Only half of the human population experiences true love. The rest experience it through parental affection and familial warmth. Thus begins the game of misery. People would run after the idolization of romantic pursuits. They would fall and get hurt, but they would stand up again and resume the run behind an emotional illusion that entices them to repeat the process until the wounds become numb. The heart, too. And that's when they realize that love is not a granted card that everyone gets when the umbilical cord is cut and the first cry of life is released.

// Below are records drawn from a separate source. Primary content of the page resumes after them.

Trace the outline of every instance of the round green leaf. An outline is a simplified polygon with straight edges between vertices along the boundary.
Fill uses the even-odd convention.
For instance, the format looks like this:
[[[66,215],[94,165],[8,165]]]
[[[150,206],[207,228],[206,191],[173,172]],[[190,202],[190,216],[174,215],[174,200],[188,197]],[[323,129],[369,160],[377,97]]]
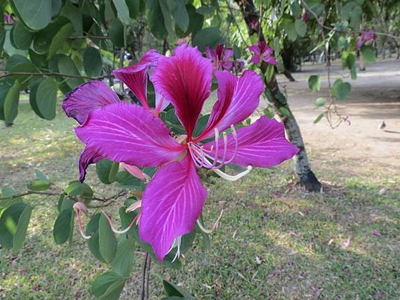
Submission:
[[[14,246],[14,237],[18,230],[19,218],[28,204],[19,203],[10,206],[0,217],[0,245],[8,249]]]
[[[19,251],[22,248],[22,244],[23,243],[23,241],[25,241],[25,237],[26,237],[26,230],[28,229],[28,226],[29,225],[31,215],[32,207],[29,204],[27,204],[18,220],[17,232],[14,235],[12,241],[12,250],[15,252]]]
[[[34,34],[21,22],[17,22],[11,30],[11,42],[17,49],[28,50],[33,41]]]
[[[52,0],[10,0],[13,12],[32,30],[44,28],[52,16]]]
[[[40,192],[50,188],[50,183],[41,180],[35,180],[28,185],[28,188],[30,190]]]
[[[117,252],[117,239],[103,215],[99,220],[99,246],[104,261],[107,263],[112,261]]]
[[[101,56],[97,49],[94,47],[88,47],[83,55],[83,67],[88,76],[99,76],[103,70]]]
[[[200,51],[204,52],[206,46],[215,48],[219,43],[223,43],[223,39],[219,28],[208,27],[196,34],[193,38],[193,45],[197,46]]]
[[[110,299],[117,299],[124,283],[125,279],[121,275],[114,272],[107,272],[96,278],[92,284],[92,293],[97,298],[104,299],[108,296]]]
[[[72,208],[61,210],[53,227],[53,237],[56,243],[66,242],[72,234],[74,212]]]
[[[34,101],[43,119],[52,120],[56,117],[58,86],[53,79],[46,78],[37,87]]]
[[[18,114],[18,106],[19,105],[19,91],[21,85],[17,80],[14,82],[14,86],[8,90],[4,104],[4,121],[7,123],[12,123]]]

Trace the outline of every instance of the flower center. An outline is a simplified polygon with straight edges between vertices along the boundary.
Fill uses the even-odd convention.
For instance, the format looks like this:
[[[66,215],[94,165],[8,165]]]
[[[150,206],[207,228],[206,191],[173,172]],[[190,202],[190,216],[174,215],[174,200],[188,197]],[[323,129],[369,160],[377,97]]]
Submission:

I was not included in this statistic. I knew love in its romantic form, but I never knew what the love of a family felt like. I didn't know how the protection of the people who breathed life into you could mold you into someone fit to navigate society. I was dealt a backhanded deck of cards that started with a losing kick-off, and when I met her — my Lana— that was the first round I won.
But you see, cards are all about luck. You'd win and win and get cockier with every win. Arrogant, even. You would consider the poker table meant for you, made to accommodate your loud laughter after every win. Your happiness and the tingling feeling warm your heart and soul and give you the grit to carry on, to dream of a tomorrow and imagine a future that promises a happy ending in its midst. You would become confident. A believer of fate. You would erase the memory of the previous loss as if it never happened, under the guise of being optimistic. A man who focuses on the full part of the cup.
Optimism, however, is a short-lived emotion. A vulnerable mindset that cannot withstand the harsh onslaught of a vicious life. It withers with the first blow and dies with the second. With its dismay comes that of hope, followed by that of happiness when life deals you a fatal blow, and that's when an emotion stronger in comparison to optimism emerges.
That, ladies and gentlemen, is nothing other than vengeance. The one and only. The sublime poison that, though deadly when diffused in the blood, gives you the will to live and carry on. It gives you the antidote that breathes life back into the empty shell you have become. I wouldn't say it gives you purpose, because purpose usually dies with hope, but it certainly gives you a goal to fight for and achieve.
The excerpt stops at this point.